Many paraplanners are indeed perfectionists, but does that make us right?

Perfectionism = being right?

You might be involved in the preparation (and often presentation) of cash flow models. The principle of Garbage In Garbage Out applies strongly here. If the inputs are wrong the output will be wrong. If the assumptions and handling of taxes are wrong the output will be wrong. It is vital that you have assumptions which are reasoned, reasonable and realistic. Researching them and documenting is an important part of that process. The tool could then calculate an expected net worth 20+ years into the future.

We can drill down to the nth degree to come out with a precise answer, but we must recognise that it is not necessarily going to be the right answer. Your assumptions about investment growth (and pretty much everything else) will almost certainly be wrong in practice.

Your precisely perfect answer is not incorrect, but it is not necessarily the ‘right’ answer.

Pragmatism = lazy guesswork?

So, if precise isn’t necessarily ‘right’ (and we might well have taken a while to get to that answer) what should we do? Do we just put a finger in the air and guess? Absolutely not!

Our examination of perfectionism in practice shows that even our carefully modelled systems are just an approximation of reality. The world we inhabit and engage with includes the unexpected, changes, and humanity. This tells me that in our pursuit of the ‘right’ answer we need to combine our hunger for accuracy with a recognition that it is an approximation. We need to recognise the value in quickly coming to a practical workable answer rather than an elongated process of iteration leading to false precision.

This is being pragmatic in the current sense of the word. The Oxford Advanced Learner’s Dictionary describes it as “solving problems in a practical and sensible way rather than by having fixed ideas or theories”. The word origins include the Greek word pragmatikos ‘relating to fact’, pragma ‘deed’, and prattein ‘do’. Being pragmatic as a paraplanner means knowing the facts and relating them to action.

In the case of our cashflow example, this means knowing that a figure 20 years out is at best a guide to the direction of travel.
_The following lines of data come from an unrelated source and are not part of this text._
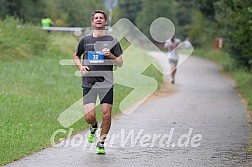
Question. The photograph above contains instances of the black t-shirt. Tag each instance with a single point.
(101, 70)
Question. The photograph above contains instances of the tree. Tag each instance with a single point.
(235, 20)
(151, 10)
(129, 9)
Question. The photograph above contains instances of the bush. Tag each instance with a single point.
(18, 40)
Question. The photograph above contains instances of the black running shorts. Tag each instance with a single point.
(105, 95)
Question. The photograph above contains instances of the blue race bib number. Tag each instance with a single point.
(95, 56)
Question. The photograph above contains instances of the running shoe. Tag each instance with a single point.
(91, 134)
(100, 148)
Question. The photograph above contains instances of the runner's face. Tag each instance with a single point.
(99, 21)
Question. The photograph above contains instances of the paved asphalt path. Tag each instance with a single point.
(203, 122)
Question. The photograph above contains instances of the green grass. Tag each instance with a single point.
(35, 90)
(242, 77)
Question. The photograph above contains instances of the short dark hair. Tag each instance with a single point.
(98, 11)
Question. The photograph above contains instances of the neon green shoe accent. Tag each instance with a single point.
(100, 148)
(91, 136)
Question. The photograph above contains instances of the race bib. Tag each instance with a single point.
(95, 56)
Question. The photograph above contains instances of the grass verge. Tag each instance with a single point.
(242, 77)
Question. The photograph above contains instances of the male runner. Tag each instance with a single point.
(100, 52)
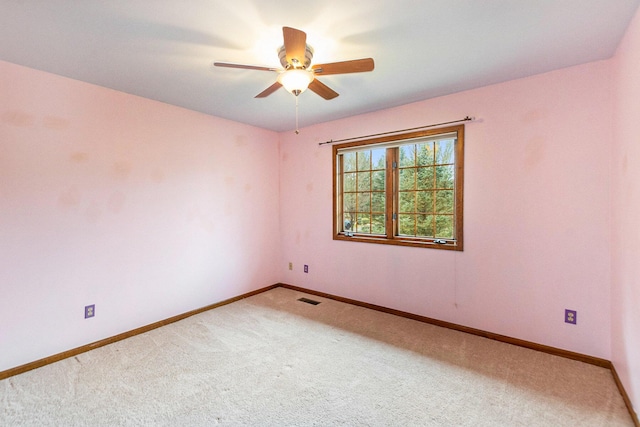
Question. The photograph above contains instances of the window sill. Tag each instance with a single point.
(450, 245)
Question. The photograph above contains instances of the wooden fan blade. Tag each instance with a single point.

So rather than fine tuning a retirement income strategy down to the pound that far out, we use broader (but still technically correct) brush strokes.

We need to recognise that there will be a range of outcomes and so come to a ‘right’ answer which best helps clients. This requires work and is far from lazy.

A painful pursuit

In the late 16th century the word pragmatic had a very different meaning and I think we sometimes jump to it when we are told to be pragmatic. That meaning was “busy, interfering, conceited”. Our desire for detail interprets it as a suggestion to be lazy and rallies against it. Perhaps we feel that the person suggesting we take a more pragmatic approach is interfering with our process.

As we’ve seen above, we need to pursue pragmatic perfectionism. A desire for being right means that our pragmatism is rooted in correct facts. The tension between them means the pursuit of pragmatic perfectionism is painful but it is also worthwhile.

Serving the client

Financial planning is not just about solving a client’s pension problem, or saving tax, or arranging protection. These are all elements of the financial planning process, but they are not the goal. Financial planning is about identifying what clients want to get out of life and finding solutions for that rather than any of those separate elements.

Life is messy. Circumstances change. Goals change. We experience both pain and pleasure. The unexpected happens.

With this clear in my mind the pain of pursuing pragmatic perfectionism is absolutely worth it. With this lens it becomes the only sensible way to work and the only way we can truly serve our clients. Paraplanners need to become pragmatic perfectionists.